Commercially manufactured food is fine if its a high quality one. Always check out the top 5 ingredients on the packaging – the first 2 should be protein or meat. Follow a simple, consistent diet to minimize symptoms. Your adult dog can have kibble and sometimes you can add in chopped boiled chicken, brown rice and vegetables such as sweet potatoes, carrots and spinach. A little bit of raw meat can also be added to the kibble once in a while. Never leave your dog without a constant supply of fresh, cool water.

Even though the dog is extinct, dog owners of that time would have had to watch their dogs for ticks and fleas and any of the common dog illnesses of that time.

The dog would have had some kind of grooming – a brush down a couple of times and he would have been checked for ear and eye infections.

Characteristics

1.Children friendliness – Very good with children. 2.Special talents intelligent and many with a great sense of smell. 3.Adaptability – They can live anywhere in an apartment or a home with a yard. 4.Learning ability – Very intelligent but with a stubborn, independent streak that is inherent in both parental breeds.

old english bulldog dogsNot much information is available on this extinct dog.
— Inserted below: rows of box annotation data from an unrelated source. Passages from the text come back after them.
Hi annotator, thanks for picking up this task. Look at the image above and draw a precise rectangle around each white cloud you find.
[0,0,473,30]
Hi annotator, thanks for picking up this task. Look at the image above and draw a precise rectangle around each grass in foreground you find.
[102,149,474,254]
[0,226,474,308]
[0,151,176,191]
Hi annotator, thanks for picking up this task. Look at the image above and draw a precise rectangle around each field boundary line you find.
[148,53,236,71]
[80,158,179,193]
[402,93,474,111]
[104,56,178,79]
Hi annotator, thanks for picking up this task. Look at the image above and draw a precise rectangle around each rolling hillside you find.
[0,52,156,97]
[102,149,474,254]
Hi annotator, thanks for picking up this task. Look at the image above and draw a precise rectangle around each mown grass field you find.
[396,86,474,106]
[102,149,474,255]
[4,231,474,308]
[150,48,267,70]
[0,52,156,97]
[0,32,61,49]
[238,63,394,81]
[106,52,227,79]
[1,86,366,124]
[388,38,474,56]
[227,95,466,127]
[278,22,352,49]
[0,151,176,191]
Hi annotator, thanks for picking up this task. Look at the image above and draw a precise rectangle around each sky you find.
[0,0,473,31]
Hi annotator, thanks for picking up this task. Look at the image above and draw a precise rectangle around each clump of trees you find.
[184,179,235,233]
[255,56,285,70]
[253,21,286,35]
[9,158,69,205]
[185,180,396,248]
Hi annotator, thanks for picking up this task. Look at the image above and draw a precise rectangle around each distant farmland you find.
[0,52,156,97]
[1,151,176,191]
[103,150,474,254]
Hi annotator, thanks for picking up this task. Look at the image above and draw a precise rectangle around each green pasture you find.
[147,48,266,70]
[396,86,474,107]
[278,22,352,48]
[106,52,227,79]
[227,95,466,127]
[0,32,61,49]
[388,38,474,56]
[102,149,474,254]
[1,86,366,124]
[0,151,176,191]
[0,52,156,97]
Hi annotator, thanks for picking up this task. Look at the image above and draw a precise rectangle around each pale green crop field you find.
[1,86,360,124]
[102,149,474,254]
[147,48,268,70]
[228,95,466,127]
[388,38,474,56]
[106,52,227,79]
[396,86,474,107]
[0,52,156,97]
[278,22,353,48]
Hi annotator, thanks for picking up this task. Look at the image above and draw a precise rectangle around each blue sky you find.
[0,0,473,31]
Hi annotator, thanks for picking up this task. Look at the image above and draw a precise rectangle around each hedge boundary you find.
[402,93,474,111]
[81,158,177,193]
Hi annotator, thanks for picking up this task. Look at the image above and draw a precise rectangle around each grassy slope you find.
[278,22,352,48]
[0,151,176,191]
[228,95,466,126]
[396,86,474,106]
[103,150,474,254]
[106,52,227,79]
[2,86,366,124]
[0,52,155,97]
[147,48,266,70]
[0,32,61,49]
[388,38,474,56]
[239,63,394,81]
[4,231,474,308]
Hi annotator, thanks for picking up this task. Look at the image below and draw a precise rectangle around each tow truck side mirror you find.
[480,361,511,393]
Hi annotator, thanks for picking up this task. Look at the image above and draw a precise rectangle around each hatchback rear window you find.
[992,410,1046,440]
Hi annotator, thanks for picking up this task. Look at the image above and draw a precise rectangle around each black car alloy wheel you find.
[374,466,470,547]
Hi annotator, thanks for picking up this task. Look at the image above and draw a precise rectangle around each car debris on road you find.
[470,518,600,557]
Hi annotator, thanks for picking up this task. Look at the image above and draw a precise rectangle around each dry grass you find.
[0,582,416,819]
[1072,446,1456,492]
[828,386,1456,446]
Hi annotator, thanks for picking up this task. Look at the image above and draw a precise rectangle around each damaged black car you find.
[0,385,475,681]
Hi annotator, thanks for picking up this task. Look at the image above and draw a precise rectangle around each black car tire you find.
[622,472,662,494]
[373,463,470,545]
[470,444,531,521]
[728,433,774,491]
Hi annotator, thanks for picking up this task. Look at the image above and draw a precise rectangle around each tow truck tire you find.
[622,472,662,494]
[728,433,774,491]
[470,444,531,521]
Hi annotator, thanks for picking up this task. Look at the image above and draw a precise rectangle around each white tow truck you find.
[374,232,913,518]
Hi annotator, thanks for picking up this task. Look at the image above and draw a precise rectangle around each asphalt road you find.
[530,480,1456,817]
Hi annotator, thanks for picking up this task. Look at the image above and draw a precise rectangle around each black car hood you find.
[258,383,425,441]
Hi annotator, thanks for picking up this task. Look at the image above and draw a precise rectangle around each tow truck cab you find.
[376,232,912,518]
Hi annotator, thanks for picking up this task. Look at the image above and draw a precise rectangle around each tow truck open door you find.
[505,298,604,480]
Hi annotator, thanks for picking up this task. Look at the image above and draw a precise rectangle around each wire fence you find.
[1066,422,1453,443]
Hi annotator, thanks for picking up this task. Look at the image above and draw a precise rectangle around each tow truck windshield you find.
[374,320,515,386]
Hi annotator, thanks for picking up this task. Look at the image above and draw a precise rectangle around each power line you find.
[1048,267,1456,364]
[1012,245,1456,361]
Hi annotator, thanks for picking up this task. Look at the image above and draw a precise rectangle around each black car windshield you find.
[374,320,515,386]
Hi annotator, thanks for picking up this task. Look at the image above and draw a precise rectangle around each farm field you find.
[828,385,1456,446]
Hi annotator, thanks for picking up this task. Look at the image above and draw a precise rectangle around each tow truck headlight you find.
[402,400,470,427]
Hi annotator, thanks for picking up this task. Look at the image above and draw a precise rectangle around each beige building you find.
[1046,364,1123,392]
Perhaps because of his history of being used for bull baiting, he wouldn’t have made a good family pet as he was too aggressive. He wouldn't have been a good choice for a first time dog owner and he wouldn't have been a good choice of pet for children.

He was possibly owned by a single person who made money from him. Small wonder then that he became extinct when he was no longer required for this role.